As important organelles of energetic and metabolism, changes in the dynamic state of mitochondria affect the homeostasis of cellular metabolism. Mitochondrial dynamics include mitochondrial fusion and mitochondrial fission. The former is coordinated by mitofusin-1 (Mfn1), mitofusin-2 (Mfn2), and optic atrophy 1 (Opa1), and the latter is mediated by dynamin related protein 1 (Drp1), mitochondrial fission 1 (Fis1) and mitochondrial fission factor (MFF). Mitochondrial fusion and fission are generally in dynamic balance and this balance is important to preserve the proper mitochondrial morphology, function and distribution. Diabetic conditions lead to disturbances in mitochondrial dynamics, which in return causes a series of abnormalities in metabolism, including decreased bioenergy production, excessive production of reactive oxygen species (ROS), defective mitophagy and apoptosis, which are ultimately closely linked to multiple chronic complications of diabetes. Multiple researches have shown that the incidence of diabetic complications is connected with increased mitochondrial fission, for example, there is an excessive mitochondrial fission and impaired mitochondrial fusion in diabetic cardiomyocytes, and that the development of cardiac dysfunction induced by diabetes can be attenuated by inhibiting mitochondrial fission.

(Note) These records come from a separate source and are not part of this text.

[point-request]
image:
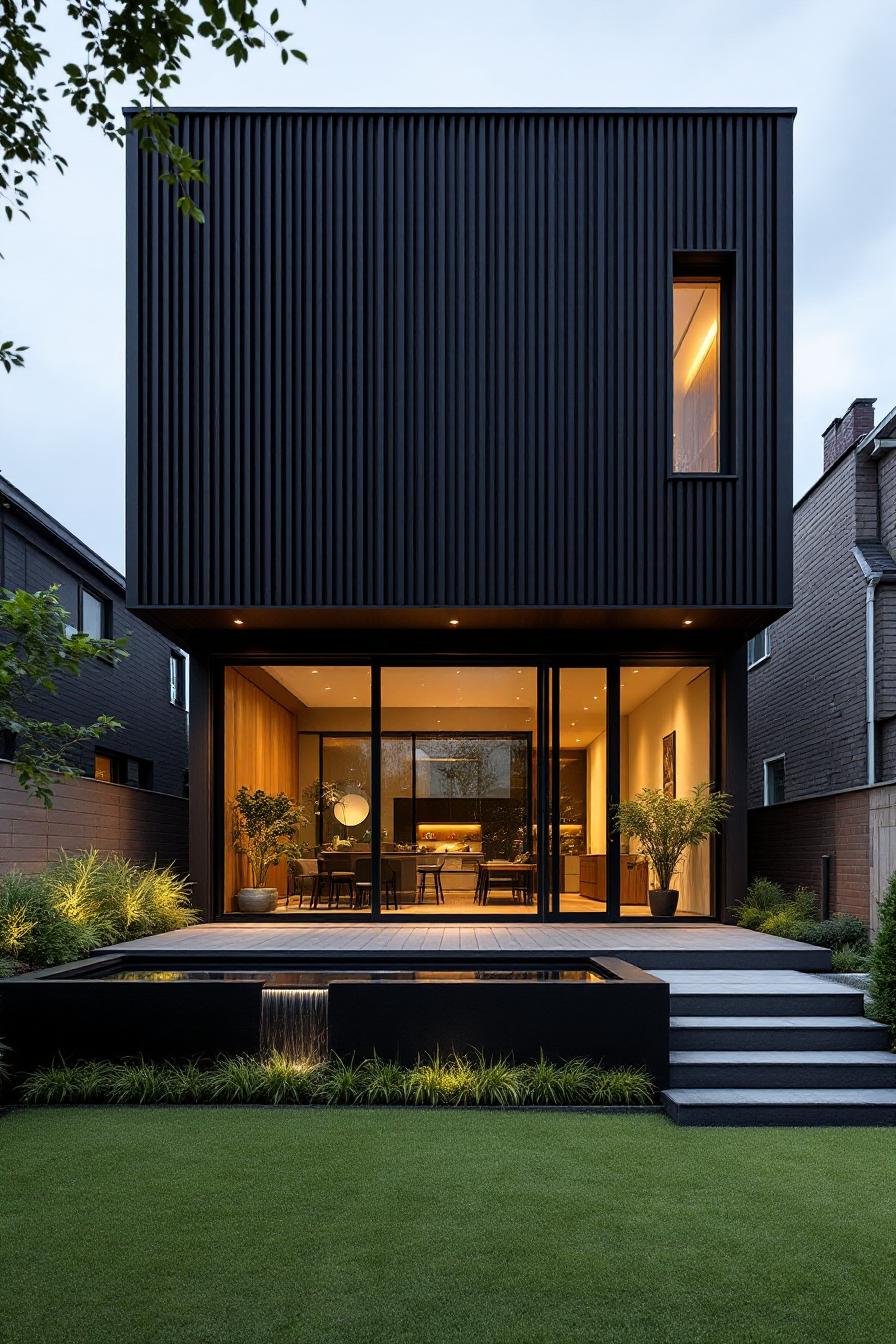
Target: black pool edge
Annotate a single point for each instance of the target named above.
(74, 1012)
(19, 1108)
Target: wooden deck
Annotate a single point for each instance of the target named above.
(669, 945)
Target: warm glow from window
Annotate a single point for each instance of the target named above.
(695, 372)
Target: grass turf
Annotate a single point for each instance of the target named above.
(438, 1226)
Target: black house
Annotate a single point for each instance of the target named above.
(147, 691)
(460, 458)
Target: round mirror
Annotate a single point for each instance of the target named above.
(351, 809)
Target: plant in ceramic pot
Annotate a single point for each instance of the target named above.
(665, 828)
(263, 831)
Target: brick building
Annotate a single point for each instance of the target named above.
(822, 679)
(147, 691)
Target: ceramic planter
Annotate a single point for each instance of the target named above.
(662, 902)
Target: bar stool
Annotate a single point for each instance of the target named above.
(434, 871)
(320, 886)
(388, 885)
(339, 883)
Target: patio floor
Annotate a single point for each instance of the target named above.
(668, 945)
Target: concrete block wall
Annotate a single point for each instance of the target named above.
(144, 825)
(808, 700)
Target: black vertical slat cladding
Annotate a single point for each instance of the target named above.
(422, 358)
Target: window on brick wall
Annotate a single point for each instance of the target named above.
(774, 780)
(117, 768)
(696, 316)
(177, 679)
(758, 648)
(94, 616)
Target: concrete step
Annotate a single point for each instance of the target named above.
(775, 1069)
(777, 1034)
(781, 1106)
(758, 993)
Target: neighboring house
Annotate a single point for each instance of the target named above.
(460, 454)
(147, 691)
(822, 679)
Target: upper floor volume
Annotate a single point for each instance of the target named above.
(464, 358)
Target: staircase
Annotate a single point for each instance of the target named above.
(774, 1047)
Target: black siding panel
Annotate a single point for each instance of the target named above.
(422, 359)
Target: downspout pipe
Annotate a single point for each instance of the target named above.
(871, 589)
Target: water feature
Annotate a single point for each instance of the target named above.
(294, 1023)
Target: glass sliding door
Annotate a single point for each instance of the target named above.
(458, 793)
(302, 733)
(580, 780)
(664, 743)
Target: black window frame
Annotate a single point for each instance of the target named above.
(177, 679)
(715, 268)
(779, 758)
(120, 764)
(546, 815)
(105, 612)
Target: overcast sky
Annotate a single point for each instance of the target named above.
(62, 280)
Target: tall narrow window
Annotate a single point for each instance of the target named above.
(774, 780)
(177, 679)
(696, 311)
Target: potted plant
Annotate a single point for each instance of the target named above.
(263, 829)
(665, 828)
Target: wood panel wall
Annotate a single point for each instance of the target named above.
(261, 751)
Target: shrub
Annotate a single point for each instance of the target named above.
(32, 930)
(783, 924)
(86, 901)
(280, 1081)
(849, 957)
(883, 960)
(838, 932)
(765, 895)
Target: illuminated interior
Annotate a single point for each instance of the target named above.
(458, 785)
(695, 371)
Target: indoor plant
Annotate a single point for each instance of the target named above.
(263, 831)
(665, 828)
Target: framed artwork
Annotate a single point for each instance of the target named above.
(669, 765)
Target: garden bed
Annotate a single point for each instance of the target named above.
(336, 1082)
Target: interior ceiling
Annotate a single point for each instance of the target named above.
(582, 691)
(695, 308)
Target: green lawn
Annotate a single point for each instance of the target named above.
(234, 1226)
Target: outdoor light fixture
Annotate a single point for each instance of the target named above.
(351, 809)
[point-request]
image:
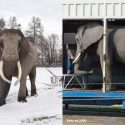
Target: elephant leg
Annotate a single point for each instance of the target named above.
(4, 90)
(107, 66)
(22, 90)
(5, 87)
(32, 76)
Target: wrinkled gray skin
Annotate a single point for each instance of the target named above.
(88, 35)
(14, 47)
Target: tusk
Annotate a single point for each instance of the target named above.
(77, 57)
(2, 74)
(19, 73)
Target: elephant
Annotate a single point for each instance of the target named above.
(17, 58)
(116, 48)
(89, 39)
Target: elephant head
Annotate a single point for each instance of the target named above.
(13, 48)
(87, 35)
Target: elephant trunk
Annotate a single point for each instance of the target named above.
(3, 76)
(19, 73)
(77, 58)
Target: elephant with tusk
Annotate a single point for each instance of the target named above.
(16, 60)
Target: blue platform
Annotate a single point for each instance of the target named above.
(93, 98)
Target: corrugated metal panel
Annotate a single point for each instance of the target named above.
(84, 9)
(69, 38)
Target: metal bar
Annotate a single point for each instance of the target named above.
(93, 99)
(104, 52)
(69, 82)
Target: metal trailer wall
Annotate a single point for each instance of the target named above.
(102, 10)
(93, 9)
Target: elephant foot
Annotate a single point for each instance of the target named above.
(33, 93)
(2, 103)
(22, 99)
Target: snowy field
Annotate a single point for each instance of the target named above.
(44, 109)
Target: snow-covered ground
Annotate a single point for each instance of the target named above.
(44, 109)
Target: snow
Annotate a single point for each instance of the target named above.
(44, 109)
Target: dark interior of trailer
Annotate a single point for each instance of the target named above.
(70, 28)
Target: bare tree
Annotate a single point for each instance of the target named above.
(12, 24)
(35, 28)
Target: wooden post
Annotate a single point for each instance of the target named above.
(104, 53)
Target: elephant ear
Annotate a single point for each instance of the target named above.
(91, 34)
(24, 48)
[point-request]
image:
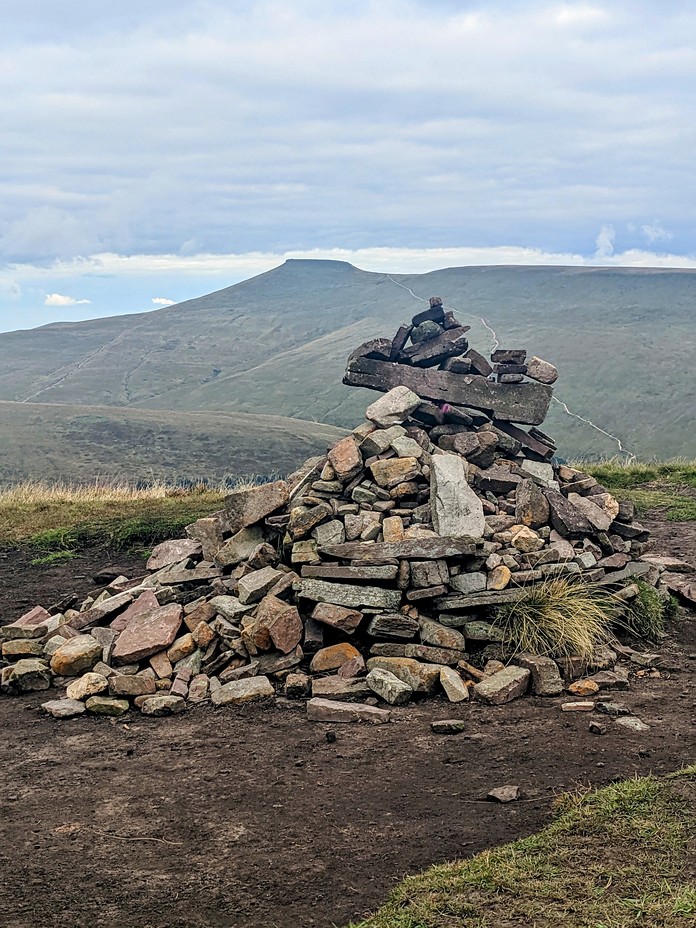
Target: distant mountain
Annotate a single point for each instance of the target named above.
(623, 339)
(78, 443)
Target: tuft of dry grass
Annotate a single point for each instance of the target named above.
(558, 618)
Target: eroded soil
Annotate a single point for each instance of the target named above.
(251, 817)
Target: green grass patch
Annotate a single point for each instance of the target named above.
(558, 618)
(53, 558)
(65, 519)
(618, 857)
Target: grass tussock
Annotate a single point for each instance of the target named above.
(60, 518)
(558, 619)
(619, 857)
(667, 486)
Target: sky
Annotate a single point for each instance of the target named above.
(156, 151)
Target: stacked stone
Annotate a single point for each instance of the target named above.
(374, 571)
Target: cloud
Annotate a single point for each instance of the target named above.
(269, 127)
(655, 233)
(605, 243)
(59, 299)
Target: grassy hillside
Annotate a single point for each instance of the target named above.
(79, 443)
(622, 338)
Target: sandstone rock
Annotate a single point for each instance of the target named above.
(595, 515)
(453, 685)
(122, 685)
(328, 710)
(469, 582)
(27, 675)
(106, 705)
(389, 473)
(499, 578)
(33, 624)
(583, 687)
(162, 705)
(393, 408)
(346, 459)
(349, 595)
(64, 708)
(422, 678)
(76, 655)
(333, 657)
(546, 677)
(241, 691)
(255, 585)
(239, 547)
(388, 686)
(346, 620)
(341, 688)
(456, 509)
(503, 686)
(531, 506)
(181, 648)
(448, 727)
(248, 506)
(172, 552)
(147, 634)
(89, 684)
(438, 635)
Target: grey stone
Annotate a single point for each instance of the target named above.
(163, 705)
(453, 685)
(456, 509)
(350, 595)
(328, 710)
(240, 691)
(503, 686)
(64, 708)
(394, 407)
(546, 677)
(388, 686)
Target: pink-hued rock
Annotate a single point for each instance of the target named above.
(172, 552)
(146, 602)
(147, 634)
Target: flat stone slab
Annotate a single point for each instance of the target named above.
(526, 402)
(328, 710)
(147, 634)
(413, 549)
(172, 552)
(350, 595)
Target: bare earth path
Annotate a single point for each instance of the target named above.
(253, 818)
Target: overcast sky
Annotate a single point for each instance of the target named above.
(159, 149)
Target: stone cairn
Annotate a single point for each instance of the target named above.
(371, 574)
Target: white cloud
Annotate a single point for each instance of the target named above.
(655, 233)
(605, 243)
(59, 299)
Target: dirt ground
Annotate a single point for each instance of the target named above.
(252, 817)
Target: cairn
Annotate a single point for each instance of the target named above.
(374, 571)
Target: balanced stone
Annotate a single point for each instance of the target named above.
(456, 509)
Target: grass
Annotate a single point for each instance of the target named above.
(646, 615)
(61, 518)
(664, 485)
(558, 618)
(618, 857)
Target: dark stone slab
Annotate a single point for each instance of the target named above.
(566, 518)
(416, 548)
(527, 402)
(431, 352)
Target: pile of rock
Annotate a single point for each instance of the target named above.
(372, 572)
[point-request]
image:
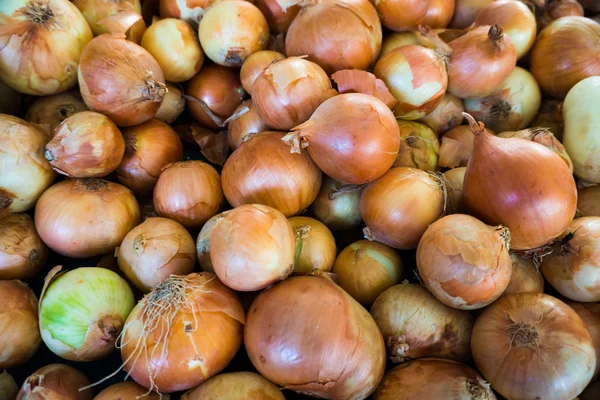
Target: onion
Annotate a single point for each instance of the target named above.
(532, 345)
(434, 379)
(85, 217)
(566, 52)
(149, 147)
(182, 333)
(19, 331)
(22, 252)
(188, 192)
(236, 386)
(339, 34)
(86, 145)
(417, 78)
(121, 80)
(55, 382)
(288, 91)
(341, 357)
(335, 138)
(25, 172)
(480, 61)
(521, 185)
(399, 206)
(231, 30)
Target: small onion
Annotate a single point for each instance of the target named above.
(19, 329)
(532, 345)
(188, 192)
(22, 252)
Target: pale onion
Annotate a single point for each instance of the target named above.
(530, 345)
(19, 329)
(25, 172)
(82, 218)
(149, 147)
(22, 252)
(182, 333)
(343, 356)
(188, 192)
(231, 30)
(339, 34)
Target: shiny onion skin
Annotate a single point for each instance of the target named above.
(566, 52)
(188, 192)
(522, 185)
(415, 324)
(22, 252)
(349, 39)
(149, 147)
(335, 139)
(533, 345)
(252, 247)
(120, 79)
(19, 329)
(285, 181)
(398, 207)
(41, 43)
(86, 145)
(288, 92)
(185, 331)
(81, 218)
(341, 357)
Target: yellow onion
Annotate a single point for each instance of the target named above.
(86, 145)
(231, 30)
(25, 171)
(121, 80)
(530, 345)
(41, 43)
(149, 147)
(182, 333)
(398, 207)
(19, 329)
(81, 218)
(519, 184)
(339, 34)
(188, 192)
(252, 247)
(22, 252)
(343, 356)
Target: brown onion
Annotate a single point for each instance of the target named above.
(343, 356)
(532, 345)
(149, 147)
(81, 218)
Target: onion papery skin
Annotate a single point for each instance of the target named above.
(566, 52)
(41, 58)
(188, 192)
(350, 39)
(235, 386)
(200, 333)
(120, 79)
(336, 140)
(416, 77)
(25, 171)
(19, 329)
(22, 252)
(285, 181)
(149, 147)
(343, 357)
(433, 379)
(529, 336)
(109, 209)
(537, 206)
(398, 207)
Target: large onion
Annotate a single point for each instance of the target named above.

Therefore, targeting the restoration of mitochondrial dynamics would be a promising therapeutic target within type II diabetes (T2D) and its complications. The molecular approaches to mitochondrial dynamics, their impairment in the context of T2D and its complications, and pharmacological approaches targeting mitochondrial dynamics are discussed in this review and promise benefits for the therapy of T2D and its comorbidities.